Our approach involved only three species of gorgonians, but further research could include several coral species found in the Mediterranean and elsewhere in the world, and could be greatly enhanced by considering biological interactions, community composition, functional traits, and the introduction of all possible classes of environmental variables that might act at regional scales and different depths. The habitat suitability predicted by our model depended strictly on spatial processes relative to the scale of the study, its resolution, and static informative layers. Causality normally is replaced with predictability, and for large non-linear systems, it is important to disentangle causal interactions and complex relationships among large set of explanatory variables. Many conceptual frameworks and different computational methods might be applied to ecological niche models: Wiener–Granger causality model (Granger 1969), Convergent Cross Mapping (CCM) (Clark et al. 2015), dynamic Bayesian networks (Trifonova et al. 2017), PCMCI (Runge et al. 2019) and the Optimal Information Flow (OIF) model (Li and Convertino 2021).
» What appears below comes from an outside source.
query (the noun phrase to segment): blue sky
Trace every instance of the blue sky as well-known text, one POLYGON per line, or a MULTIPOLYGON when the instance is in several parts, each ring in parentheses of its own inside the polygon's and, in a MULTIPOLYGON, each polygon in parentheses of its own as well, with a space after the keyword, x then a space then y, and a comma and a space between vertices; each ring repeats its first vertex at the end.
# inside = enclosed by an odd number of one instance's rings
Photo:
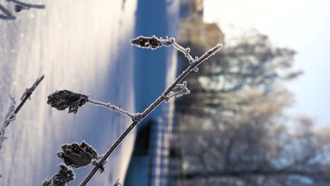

Measurements and modeling of water temperature over the past decade have made it possible to link MME to increases in water temperature at mesophotic depths, including shifts in the lower boundary of the thermocline. Heat waves and global warming, along with massive mucilaginous aggregates and the overgrowth of macroalgae on living corals, represent a combination of stressors that threaten gorgonian forests in unprecedented ways. If left alone, nature has a tremendous capacity to take care of itself (Garrabou et al. 2022; Gomez-Gras et al. 2021). However, anthropogenic activities are playing a key role in global environmental changes that are both driving biodiversity loss and altering the functioning of ecosystems (Bramanti et al. 2017; Ponti et al. 2018; Sini et al. 2019; Coppari et al. 2019). SDM combined with ML algorithms and GSUA proved to be a great tool to detect biodiversity patterns and to make spatial predictions using environmental layers. These methods are increasingly used in endangered species management, habitat suitability studies, environmental change impacts, and sustainability (Guisan and Zimmermann 2000; Peterson and Vieglais 2001; Hirzel et al. 2006; Lauria et al. 2017; Zhang et al. 2019; Jenkins and Stevens 2022). Understanding the distribution patterns of species in space and time is crucial for the identification of sites of special interest both inside and outside of existing marine protected areas and in the establishment of management and conservation actions and strategies (Fortin and Dale 2005).